How Linguistic Ethnography May Enhance Our Understanding of Electronic Patient Records in Health Care Settings

Deborah Swinglehurst

Introduction

The electronic patient record (EPR) is now widely integrated in many primary healthcare settings. Like its predecessor - the paper medical record - the EPR is a place where patients' medical notes are recorded. But it is much more. In the EPR, diagnoses, procedures and results are coded and made searchable for audit purposes; electronic templates (or forms) are completed in the chronic disease clinic; reminders and prompts urge clinicians to take specific action at specific times. Computers in the consulting room have been much studied by technology experts (in disciplines such as health informatics and systems design) and - to a lesser extent - by scholars of interpersonal communication. In the latter tradition, research efforts have tended to focus on the impact of the computer in what has become conceptualised as the 'triadic' consultation (clinician-patient-computer) (Booth, Kohannejad, & Robinson 2002; Margalit, Roter, Dunevant, Larson, & Reis 2006; Pearce 2007; Scott and Purves 1996; Ventres, Kooienga, & Marlin 2006).

In this chapter I describe a different approach, one which focuses on how the EPR contributes to shaping practices, both in the consultation and more widely. This socio-technical perspective assumes a dynamic interaction of people and technologies - and considers how this is enabled and constrained by local social and technical contingencies (Swinglehurst, Greenhalgh, Myall, & Russell 2010). Against this background I will describe how I used linguistic ethnography to explore the dynamic 'EPR-in-use'.

My data set arose from eight months of ethnographic observation in two UK general practices and included video-recording 54 consultations (19 clinicians) with simultaneous screen capture, recording the computer screen as the EPR was used in real time.
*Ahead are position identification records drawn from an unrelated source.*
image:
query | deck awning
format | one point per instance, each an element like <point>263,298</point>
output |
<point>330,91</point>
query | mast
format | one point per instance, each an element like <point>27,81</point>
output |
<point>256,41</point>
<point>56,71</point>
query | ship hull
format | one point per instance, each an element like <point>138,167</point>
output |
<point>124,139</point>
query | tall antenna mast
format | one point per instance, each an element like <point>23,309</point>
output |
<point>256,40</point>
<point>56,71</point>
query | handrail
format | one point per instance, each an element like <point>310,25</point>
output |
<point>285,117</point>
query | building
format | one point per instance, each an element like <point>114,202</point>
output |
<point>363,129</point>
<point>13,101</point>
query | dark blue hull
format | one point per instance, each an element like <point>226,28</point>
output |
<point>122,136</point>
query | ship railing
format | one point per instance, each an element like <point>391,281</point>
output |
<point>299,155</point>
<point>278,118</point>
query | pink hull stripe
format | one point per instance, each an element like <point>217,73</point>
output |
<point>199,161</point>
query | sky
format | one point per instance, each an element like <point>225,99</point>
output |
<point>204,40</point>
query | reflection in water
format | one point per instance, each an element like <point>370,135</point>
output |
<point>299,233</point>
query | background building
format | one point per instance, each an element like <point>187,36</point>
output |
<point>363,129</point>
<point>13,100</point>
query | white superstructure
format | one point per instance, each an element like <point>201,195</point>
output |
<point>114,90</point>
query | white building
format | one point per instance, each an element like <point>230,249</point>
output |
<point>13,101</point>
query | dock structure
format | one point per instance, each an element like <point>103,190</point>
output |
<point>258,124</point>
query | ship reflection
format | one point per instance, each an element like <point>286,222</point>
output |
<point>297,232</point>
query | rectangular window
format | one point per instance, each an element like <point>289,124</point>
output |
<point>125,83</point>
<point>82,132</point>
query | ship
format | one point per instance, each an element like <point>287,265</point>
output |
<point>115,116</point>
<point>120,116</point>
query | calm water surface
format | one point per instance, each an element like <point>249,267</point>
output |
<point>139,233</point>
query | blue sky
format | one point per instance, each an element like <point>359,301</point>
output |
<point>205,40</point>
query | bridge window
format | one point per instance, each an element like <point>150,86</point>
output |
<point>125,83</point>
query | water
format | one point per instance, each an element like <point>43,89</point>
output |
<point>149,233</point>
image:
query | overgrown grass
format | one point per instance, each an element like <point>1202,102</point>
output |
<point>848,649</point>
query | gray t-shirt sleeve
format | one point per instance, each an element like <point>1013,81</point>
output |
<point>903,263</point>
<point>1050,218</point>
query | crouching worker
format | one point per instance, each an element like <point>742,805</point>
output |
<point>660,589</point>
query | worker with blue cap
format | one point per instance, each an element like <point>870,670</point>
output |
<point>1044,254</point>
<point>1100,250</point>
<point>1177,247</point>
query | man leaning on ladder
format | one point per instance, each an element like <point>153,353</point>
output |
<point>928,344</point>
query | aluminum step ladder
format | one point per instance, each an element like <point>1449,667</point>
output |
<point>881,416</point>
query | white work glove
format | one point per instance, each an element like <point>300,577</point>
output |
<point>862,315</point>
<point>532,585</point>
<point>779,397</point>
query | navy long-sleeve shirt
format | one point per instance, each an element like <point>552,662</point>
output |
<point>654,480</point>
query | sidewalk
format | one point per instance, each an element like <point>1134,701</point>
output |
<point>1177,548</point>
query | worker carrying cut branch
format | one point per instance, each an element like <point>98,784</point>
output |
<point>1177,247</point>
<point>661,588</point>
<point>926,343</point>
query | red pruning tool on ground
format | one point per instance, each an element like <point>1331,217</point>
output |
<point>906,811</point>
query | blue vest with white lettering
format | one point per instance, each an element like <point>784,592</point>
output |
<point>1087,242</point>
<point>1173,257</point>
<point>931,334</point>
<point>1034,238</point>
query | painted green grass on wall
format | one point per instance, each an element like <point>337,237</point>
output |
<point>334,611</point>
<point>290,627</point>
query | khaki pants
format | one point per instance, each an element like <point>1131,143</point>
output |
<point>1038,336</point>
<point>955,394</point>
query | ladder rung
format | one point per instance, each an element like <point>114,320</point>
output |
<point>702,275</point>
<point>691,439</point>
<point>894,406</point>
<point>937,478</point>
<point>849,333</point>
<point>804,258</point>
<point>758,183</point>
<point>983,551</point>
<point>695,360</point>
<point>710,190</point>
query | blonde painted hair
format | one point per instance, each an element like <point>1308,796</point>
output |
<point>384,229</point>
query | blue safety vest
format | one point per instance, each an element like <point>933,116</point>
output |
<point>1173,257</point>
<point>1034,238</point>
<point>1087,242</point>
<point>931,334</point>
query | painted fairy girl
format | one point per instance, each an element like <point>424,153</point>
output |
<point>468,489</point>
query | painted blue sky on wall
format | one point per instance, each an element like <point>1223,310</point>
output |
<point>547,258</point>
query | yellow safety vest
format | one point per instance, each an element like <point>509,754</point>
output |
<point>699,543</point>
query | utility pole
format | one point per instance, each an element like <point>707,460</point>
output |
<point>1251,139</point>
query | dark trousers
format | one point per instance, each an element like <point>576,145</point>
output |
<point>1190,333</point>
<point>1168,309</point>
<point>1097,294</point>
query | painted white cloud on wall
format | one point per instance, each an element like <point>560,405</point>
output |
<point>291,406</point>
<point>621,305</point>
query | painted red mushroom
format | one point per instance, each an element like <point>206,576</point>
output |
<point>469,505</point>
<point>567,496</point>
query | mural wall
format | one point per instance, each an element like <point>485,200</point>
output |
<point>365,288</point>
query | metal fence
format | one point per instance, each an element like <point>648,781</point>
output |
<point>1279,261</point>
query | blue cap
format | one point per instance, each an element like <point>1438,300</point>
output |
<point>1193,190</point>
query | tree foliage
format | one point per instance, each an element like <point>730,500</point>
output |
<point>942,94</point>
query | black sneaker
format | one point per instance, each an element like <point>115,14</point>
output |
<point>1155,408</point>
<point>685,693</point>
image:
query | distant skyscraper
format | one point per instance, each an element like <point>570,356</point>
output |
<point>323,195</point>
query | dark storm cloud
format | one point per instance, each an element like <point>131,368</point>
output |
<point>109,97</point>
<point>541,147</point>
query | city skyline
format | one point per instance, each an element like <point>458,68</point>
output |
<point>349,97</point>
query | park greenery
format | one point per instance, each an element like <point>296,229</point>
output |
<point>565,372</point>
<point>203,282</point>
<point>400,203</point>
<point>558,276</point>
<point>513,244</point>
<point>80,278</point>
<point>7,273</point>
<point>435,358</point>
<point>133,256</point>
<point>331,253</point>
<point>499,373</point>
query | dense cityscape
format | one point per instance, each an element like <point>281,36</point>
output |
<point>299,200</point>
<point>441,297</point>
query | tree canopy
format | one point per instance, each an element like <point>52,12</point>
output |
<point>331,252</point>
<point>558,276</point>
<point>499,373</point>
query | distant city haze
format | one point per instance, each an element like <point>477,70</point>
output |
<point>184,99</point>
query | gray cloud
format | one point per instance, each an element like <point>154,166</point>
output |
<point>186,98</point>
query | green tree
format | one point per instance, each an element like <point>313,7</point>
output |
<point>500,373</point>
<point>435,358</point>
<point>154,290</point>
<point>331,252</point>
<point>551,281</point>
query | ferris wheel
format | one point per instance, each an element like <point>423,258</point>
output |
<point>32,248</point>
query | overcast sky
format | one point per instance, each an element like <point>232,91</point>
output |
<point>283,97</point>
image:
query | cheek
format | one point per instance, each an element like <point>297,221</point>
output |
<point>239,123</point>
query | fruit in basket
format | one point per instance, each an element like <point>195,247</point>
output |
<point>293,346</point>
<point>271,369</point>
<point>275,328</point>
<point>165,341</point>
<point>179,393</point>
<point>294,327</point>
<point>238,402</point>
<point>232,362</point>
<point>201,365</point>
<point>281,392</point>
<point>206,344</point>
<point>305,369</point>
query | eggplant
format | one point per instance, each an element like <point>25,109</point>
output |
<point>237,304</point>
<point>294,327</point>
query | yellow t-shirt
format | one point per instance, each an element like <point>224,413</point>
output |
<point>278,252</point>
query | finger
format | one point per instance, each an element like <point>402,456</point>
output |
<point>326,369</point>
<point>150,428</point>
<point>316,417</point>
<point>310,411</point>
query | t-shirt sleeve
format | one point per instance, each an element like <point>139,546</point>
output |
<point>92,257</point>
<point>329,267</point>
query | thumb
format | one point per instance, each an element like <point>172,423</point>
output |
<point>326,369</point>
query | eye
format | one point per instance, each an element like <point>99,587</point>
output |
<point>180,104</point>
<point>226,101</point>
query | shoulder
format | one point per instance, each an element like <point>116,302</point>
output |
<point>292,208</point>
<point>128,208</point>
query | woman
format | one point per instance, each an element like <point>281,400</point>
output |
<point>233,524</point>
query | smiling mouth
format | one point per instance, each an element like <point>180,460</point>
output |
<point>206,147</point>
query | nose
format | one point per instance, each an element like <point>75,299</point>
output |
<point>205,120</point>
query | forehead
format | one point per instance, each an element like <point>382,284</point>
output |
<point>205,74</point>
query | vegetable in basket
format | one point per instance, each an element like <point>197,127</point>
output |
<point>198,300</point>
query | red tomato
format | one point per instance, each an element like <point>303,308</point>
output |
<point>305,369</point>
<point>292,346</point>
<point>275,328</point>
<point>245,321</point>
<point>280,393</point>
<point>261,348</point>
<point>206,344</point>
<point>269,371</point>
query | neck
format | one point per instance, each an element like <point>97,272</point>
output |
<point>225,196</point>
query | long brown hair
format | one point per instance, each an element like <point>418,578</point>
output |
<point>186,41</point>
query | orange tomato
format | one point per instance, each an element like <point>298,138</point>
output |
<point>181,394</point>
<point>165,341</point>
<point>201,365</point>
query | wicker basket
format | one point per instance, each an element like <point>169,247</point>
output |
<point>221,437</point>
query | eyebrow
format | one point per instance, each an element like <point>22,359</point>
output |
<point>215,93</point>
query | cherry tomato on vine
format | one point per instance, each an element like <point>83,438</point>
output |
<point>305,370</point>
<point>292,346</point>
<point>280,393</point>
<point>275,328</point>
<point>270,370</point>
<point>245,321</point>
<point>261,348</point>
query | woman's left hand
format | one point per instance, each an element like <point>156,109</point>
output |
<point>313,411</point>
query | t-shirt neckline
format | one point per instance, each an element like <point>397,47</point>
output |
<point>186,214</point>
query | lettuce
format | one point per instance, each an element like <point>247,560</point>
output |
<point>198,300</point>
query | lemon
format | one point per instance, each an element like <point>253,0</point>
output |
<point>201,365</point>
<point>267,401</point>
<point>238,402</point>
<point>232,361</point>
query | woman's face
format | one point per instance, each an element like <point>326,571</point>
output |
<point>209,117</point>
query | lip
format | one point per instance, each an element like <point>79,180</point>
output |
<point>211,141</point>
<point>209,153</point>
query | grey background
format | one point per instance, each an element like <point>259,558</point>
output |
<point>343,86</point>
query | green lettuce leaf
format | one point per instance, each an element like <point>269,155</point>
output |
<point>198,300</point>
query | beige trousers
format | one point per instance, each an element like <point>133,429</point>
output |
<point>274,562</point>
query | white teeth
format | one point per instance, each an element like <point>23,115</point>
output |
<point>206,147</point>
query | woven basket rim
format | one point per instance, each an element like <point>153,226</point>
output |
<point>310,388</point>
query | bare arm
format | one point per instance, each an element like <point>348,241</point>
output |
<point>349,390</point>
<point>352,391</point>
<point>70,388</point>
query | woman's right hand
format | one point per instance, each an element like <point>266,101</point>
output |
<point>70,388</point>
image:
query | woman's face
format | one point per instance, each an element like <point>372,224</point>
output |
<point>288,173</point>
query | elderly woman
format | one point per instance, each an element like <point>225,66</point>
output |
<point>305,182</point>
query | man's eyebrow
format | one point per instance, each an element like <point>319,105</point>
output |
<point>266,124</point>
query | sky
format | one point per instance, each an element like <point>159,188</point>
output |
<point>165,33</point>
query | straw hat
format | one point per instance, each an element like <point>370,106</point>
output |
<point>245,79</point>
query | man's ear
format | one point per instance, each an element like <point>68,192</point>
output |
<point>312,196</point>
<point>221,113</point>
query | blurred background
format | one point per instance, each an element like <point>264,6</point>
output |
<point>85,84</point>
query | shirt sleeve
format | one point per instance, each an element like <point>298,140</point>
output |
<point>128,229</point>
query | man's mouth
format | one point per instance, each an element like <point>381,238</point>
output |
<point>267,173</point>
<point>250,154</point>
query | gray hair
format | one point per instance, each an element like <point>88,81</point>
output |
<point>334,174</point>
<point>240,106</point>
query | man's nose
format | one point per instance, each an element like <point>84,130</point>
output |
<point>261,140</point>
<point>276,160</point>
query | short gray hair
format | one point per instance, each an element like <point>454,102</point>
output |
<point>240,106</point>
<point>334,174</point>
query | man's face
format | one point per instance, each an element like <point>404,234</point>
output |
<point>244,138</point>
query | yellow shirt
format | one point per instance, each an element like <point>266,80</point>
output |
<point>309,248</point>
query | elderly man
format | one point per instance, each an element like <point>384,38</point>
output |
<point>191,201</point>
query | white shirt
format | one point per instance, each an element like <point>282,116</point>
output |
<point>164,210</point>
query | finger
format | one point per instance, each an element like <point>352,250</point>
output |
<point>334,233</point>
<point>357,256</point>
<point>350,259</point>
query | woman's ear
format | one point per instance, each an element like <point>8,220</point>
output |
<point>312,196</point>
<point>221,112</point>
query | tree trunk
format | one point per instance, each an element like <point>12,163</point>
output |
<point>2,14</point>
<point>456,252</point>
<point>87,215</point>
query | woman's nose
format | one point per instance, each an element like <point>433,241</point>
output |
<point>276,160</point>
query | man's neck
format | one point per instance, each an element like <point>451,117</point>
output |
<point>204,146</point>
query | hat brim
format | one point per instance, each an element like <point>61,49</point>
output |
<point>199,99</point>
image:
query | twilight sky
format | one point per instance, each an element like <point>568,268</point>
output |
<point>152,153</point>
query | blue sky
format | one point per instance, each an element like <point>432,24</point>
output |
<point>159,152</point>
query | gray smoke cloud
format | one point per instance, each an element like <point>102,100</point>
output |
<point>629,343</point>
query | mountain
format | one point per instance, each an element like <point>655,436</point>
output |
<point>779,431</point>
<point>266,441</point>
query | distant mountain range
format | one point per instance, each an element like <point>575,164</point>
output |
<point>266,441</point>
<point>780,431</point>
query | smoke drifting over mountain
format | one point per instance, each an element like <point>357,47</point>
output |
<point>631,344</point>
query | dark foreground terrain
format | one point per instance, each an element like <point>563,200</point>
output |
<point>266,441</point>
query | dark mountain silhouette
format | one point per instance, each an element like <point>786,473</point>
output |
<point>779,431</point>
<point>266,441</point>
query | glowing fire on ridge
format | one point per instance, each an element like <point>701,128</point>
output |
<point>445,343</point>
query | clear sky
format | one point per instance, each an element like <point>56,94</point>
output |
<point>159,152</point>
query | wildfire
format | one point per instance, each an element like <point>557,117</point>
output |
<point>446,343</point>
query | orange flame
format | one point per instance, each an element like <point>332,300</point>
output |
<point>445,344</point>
Merging these two video streams opened the EPR to more detailed analysis than has previously been possible. Combining ethnographic observation as a way of exploring the institutional context with a micro-analysis of interaction enabled me to understand not only how the EPR contributes to constituting the interaction on a moment-by-moment basis, but also how it contributes to constituting the wider 'macro' organisational concerns of the clinic, and how these are interrelated. The EPR is a contemporary example of a 'phenomenon' which spans both time and space - that is, its meaning and influence may include past, present and future and is not constrained by its physical location.

I will begin this chapter by describing my own professional context as a GP-ethnographer and introducing the UK NHS policy context at the time of data collection. This sets out my own motivations for the research, and points to its timeliness in a climate of rapid technological change. I will then explain why I felt linguistic ethnography was a suitable research approach. After this groundwork I will introduce some short extracts of empirical data (ethnographic observations and transcripts from clinical consultations) with a view to achieving two broad aims. My first aim is methodological. I hope to paint a picture of the complexity of the EPR as a focus for research, highlighting the analytic challenges it presents and suggesting linguistic ethnography as a sophisticated approach which can handle this complexity. My second aim is to show how the EPR has become absolutely central to the accomplishment of particular concerns in the clinic. These include its role in redefining practices of chronic disease management and in meeting externally defined quality standards (Swinglehurst, Greenhalgh, & Roberts 2012). This redefinition of practice can be observed both in the 'micro' analysis of the unfolding interaction and through observation of organisational routines. The EPR can be seen to constitute the regimentation of practice, bringing new opportunities but also creating new demands and tensions.